Genauso empfiehlt es das Robert-Koch-Institut bei seiner Orientierungshilfe für Bürgerinnen und Bürger unter dem Stichwort Covid-19: "Bin ich betroffen und was ist zu tun?" Dort heißt es unter Schritt 4: "Bei erfolgten ambulanten Test warten Sie das Ergebnis ab!" Unter Punkt 8. heißt es: "Halten Sie in der Wartezeit weiterhin die wichtigen Grundregeln (Schritt 1) und die Empfehlung Ihres Arztes/Ihrer Ärztin. Im Schritt 1 heißt es: "bleiben Sie zu Hause und reduzieren Sie direkte Kontakte besonders zu Risikogruppen. Halten Sie mindestens 1 m 50 Abstand und tragen Sie eine Mundnasenbedeckung. Achten Sie auf Ihre Händehygiene sowie die Anwendung der Husten und Niesregeln."

Auch dies sind nur Empfehlungen es ist nicht geregelt, dass man sich zwischen Test und Vorliegen des Testergebnisses in Quarantäne geben muss oder häuslich isolieren muss. D. h. in diesem Fall war die Angeklagte nicht verpflichtet, sich in häusliche Quarantäne zu begeben.

Sie hat nach besten Wissen und Gewissen den Bogen des Klinikums ausgefüllt und ist nicht davon ausgegangen, dass sie Corona positiv ist. Sie hatte keine subjektiven Beschwerden mehr. Sie ging davon aus, dass diese Beschwerden auf die Grippeschutzimpfung zurückzuführen sind und hat keinen Gedanken an ein positives Testergebnis verschwendet.

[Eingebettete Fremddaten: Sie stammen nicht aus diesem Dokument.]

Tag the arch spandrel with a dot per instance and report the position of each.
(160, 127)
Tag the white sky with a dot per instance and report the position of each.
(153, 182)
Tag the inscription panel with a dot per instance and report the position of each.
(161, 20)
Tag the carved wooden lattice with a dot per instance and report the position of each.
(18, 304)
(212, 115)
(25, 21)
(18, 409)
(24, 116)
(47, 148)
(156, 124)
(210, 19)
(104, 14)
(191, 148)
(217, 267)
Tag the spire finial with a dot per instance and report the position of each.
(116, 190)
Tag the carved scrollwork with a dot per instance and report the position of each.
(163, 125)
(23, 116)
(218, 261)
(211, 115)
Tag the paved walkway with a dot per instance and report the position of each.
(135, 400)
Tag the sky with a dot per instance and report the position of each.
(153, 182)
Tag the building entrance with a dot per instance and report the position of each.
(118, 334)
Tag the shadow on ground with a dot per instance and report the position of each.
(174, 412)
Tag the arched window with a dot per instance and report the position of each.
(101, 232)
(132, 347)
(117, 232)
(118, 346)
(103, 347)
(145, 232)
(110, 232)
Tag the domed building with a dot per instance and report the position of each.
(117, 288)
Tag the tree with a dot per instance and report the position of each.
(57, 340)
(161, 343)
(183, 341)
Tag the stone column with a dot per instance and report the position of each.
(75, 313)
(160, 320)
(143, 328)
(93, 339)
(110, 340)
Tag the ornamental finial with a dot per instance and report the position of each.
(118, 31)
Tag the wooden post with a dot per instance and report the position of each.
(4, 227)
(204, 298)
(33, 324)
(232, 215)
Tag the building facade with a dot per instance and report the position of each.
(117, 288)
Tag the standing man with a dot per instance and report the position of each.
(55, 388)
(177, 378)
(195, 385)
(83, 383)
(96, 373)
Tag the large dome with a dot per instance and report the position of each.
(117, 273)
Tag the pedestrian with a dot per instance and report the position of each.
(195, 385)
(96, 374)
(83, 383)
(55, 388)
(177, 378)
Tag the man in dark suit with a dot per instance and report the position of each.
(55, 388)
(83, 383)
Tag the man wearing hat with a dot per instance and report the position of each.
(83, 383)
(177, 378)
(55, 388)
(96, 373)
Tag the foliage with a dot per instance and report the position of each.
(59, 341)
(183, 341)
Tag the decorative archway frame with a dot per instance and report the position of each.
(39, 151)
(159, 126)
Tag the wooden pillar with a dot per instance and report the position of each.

Der Angeklagten kann also nicht nachgewiesen werden, dass sie mit bedingtem Vorsatz die Taten begangen hat.

Da jedoch eine fahrlässig gefährliche Körperverletzung nicht strafbar ist, war die Angeklagte diesbezüglich freizusprechen. Genauso verhält es sich bei dem Hausfriedensbruch. Auch hier kann der Angeklagten ein Vorsatz nicht nachgewiesen werden.

Die Angeklagte war daher aus rechtlichen Gründen freizusprechen.

IV.

Die Kostenentscheidung beruht auf§ 467 StPO.